Powrót do Neapolu był bardzo szybki, ponieważ po "Skorpionie" od razu sięgnęłam po "Prawniczkę". Wsiąkłam w świat mafii i nie mogłam postąpić inaczej. Pióro autorki jest lekkie, research w przypadku obu tomów świetny i naprawdę podziwiam talent Anny Falatyn.
Łatwo u Was zdobyć zaufanie?
Życie pokazuje, że na zaufanie trzeba długo pracować, by przejść próbę czasu i móc powierzyć swoje sekrety czy uczucia do drugiej osoby.
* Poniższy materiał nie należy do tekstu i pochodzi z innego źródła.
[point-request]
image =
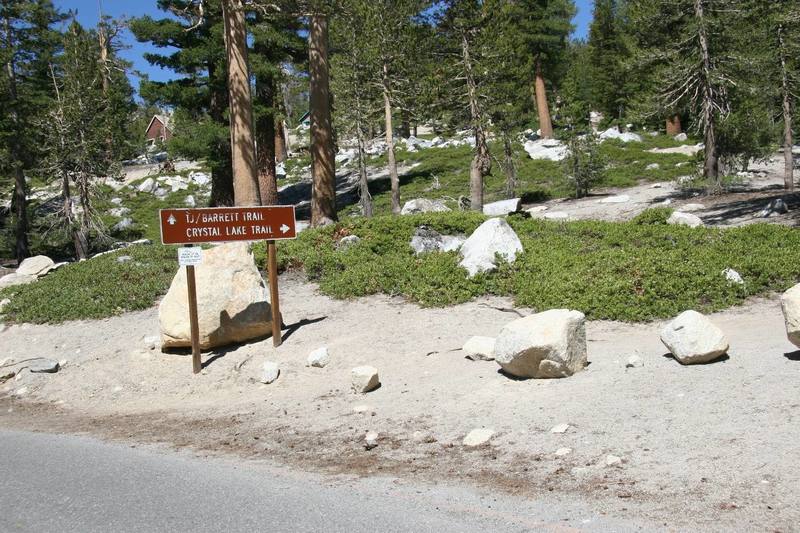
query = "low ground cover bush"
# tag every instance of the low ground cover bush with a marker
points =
(632, 271)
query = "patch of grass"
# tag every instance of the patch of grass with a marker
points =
(97, 288)
(633, 271)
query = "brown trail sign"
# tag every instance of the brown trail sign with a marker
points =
(228, 224)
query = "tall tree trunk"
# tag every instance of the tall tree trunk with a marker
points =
(221, 167)
(509, 166)
(323, 164)
(788, 141)
(243, 149)
(711, 164)
(105, 43)
(365, 198)
(405, 124)
(481, 163)
(20, 199)
(394, 178)
(674, 125)
(265, 145)
(280, 141)
(545, 124)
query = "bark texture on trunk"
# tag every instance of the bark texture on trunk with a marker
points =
(243, 149)
(788, 140)
(545, 124)
(280, 142)
(481, 163)
(674, 125)
(711, 163)
(323, 165)
(265, 145)
(391, 161)
(20, 198)
(510, 167)
(221, 166)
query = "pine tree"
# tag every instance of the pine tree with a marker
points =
(28, 44)
(694, 70)
(608, 54)
(200, 94)
(536, 35)
(461, 26)
(77, 130)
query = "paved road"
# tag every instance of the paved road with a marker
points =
(65, 483)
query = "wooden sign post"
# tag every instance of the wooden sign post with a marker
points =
(227, 224)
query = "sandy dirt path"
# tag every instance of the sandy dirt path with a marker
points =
(710, 446)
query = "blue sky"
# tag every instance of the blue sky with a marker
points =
(88, 10)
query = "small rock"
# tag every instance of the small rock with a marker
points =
(619, 199)
(502, 207)
(775, 207)
(148, 185)
(479, 348)
(477, 437)
(690, 208)
(35, 266)
(634, 361)
(347, 242)
(685, 219)
(732, 276)
(16, 279)
(270, 372)
(423, 205)
(44, 366)
(790, 305)
(365, 379)
(119, 212)
(151, 341)
(556, 215)
(123, 224)
(692, 338)
(319, 358)
(371, 440)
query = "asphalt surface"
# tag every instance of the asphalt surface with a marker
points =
(68, 483)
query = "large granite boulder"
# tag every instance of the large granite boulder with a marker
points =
(492, 237)
(232, 301)
(423, 205)
(790, 303)
(692, 338)
(551, 344)
(35, 266)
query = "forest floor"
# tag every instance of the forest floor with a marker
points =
(705, 447)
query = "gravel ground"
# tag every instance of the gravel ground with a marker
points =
(706, 447)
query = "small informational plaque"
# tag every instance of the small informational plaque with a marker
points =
(190, 256)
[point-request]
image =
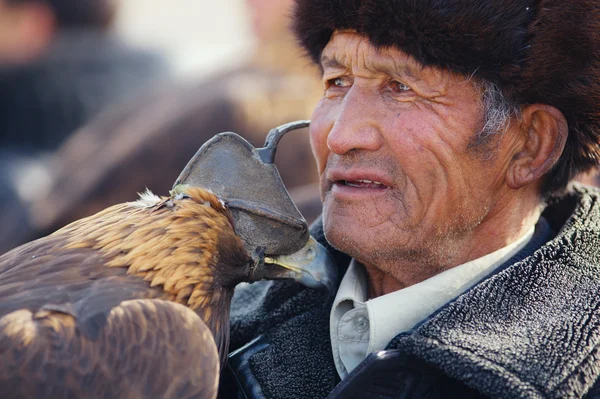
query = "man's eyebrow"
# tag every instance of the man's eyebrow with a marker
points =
(328, 62)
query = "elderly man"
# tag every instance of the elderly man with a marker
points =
(445, 139)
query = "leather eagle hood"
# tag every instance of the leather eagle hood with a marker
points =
(535, 51)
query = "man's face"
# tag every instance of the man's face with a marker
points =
(399, 181)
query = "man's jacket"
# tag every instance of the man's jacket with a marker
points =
(531, 330)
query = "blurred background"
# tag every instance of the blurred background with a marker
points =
(197, 37)
(101, 99)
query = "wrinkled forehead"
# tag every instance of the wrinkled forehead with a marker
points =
(350, 51)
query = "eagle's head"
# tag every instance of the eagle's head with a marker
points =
(186, 245)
Za to w przeciągu jednej sekundy można je łatwo stracić. Z zaufaniem trzeba obchodzić się jak z jajkiem, pielęgnować je, ponieważ jedno małe pęknięcie może już zaważyć na ufności wobec partnera, przyjaciela...
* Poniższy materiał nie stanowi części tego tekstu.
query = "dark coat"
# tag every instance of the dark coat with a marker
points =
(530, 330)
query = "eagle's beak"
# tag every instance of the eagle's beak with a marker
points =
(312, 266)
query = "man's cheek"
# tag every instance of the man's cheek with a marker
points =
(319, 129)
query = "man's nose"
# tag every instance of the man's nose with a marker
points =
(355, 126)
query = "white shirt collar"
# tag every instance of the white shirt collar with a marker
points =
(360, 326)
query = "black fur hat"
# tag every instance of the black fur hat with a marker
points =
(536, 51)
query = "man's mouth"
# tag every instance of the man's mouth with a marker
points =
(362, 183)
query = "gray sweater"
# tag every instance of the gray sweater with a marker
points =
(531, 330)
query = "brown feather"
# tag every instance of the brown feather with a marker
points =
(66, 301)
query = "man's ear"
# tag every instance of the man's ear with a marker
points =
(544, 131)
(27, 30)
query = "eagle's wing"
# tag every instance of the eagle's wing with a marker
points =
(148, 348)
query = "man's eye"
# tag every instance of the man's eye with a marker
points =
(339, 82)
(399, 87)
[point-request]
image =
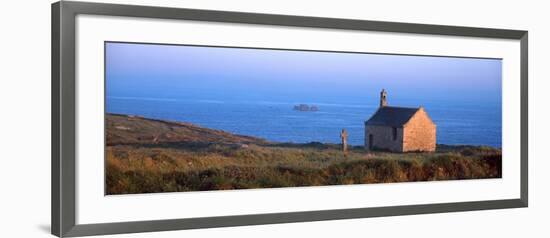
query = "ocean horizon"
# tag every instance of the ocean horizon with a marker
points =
(458, 122)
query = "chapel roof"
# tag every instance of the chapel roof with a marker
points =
(392, 116)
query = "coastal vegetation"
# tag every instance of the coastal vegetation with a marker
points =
(147, 156)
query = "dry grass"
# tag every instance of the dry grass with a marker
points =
(215, 166)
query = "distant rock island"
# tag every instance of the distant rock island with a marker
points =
(306, 108)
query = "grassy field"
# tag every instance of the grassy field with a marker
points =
(147, 156)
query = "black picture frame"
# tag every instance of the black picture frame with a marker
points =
(63, 117)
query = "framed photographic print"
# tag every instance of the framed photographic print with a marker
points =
(166, 118)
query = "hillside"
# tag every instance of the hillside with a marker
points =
(124, 129)
(147, 155)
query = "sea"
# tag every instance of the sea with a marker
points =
(458, 123)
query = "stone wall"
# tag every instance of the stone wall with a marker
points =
(383, 138)
(419, 133)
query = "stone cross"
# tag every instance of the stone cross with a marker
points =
(344, 137)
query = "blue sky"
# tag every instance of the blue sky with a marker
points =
(213, 73)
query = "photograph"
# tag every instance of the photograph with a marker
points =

Lisa nadal szuka informacji, które pozwolą jej dojść do prawdy, nad czym pracował jej ojciec i co się tak naprawdę z nim stało. U Jamesa postępują zmiany, które pomału stają się widocznie, co nie jest bezpieczne dla jego interesów i życia jego oraz bliskich.
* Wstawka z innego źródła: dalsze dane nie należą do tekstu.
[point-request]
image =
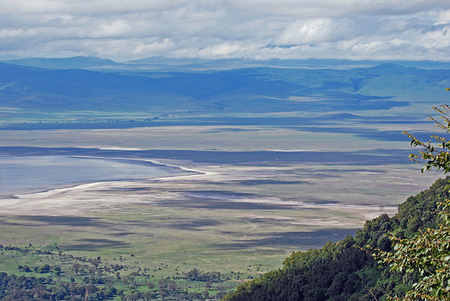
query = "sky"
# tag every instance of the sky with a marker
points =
(125, 30)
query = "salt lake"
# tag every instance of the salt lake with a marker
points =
(24, 174)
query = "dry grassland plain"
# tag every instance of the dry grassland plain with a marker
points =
(227, 214)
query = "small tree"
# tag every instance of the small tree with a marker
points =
(428, 252)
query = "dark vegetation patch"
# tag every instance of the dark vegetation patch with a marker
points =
(297, 239)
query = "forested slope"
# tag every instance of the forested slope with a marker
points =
(342, 270)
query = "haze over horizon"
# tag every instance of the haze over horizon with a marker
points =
(265, 29)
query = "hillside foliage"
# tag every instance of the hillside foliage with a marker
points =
(344, 270)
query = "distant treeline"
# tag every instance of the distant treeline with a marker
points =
(343, 271)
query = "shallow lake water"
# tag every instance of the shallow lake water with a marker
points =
(21, 174)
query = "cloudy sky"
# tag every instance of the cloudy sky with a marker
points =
(255, 29)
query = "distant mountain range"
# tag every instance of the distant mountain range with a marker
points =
(65, 85)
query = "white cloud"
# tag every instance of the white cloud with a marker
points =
(263, 29)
"Prawniczka" od samego początku trzyma w napięciu, więc emocji nie brakuje. Z niecierpliwością czytałam kolejne strony głodna wiedzy, jak potoczą się dalsze losy bohaterów. Camorra nie daje o sobie zapomnieć i mimo kiełkującej relacji Lisy i Jamesa, nie brakuje tu potyczek w świecie mafii. Autorka ponownie oprowadza nas po Neapolu i jego okolicach, a broń, strach o życie i handel nam w tym towarzyszą.
Wiele się dzieje, akcja nie zwalnia tempa i już wyczekuję chwili, kiedy sięgnę po "Zdrajcę"! Anna Falatyn stworzyła naprawdę mieszankę wybuchową w...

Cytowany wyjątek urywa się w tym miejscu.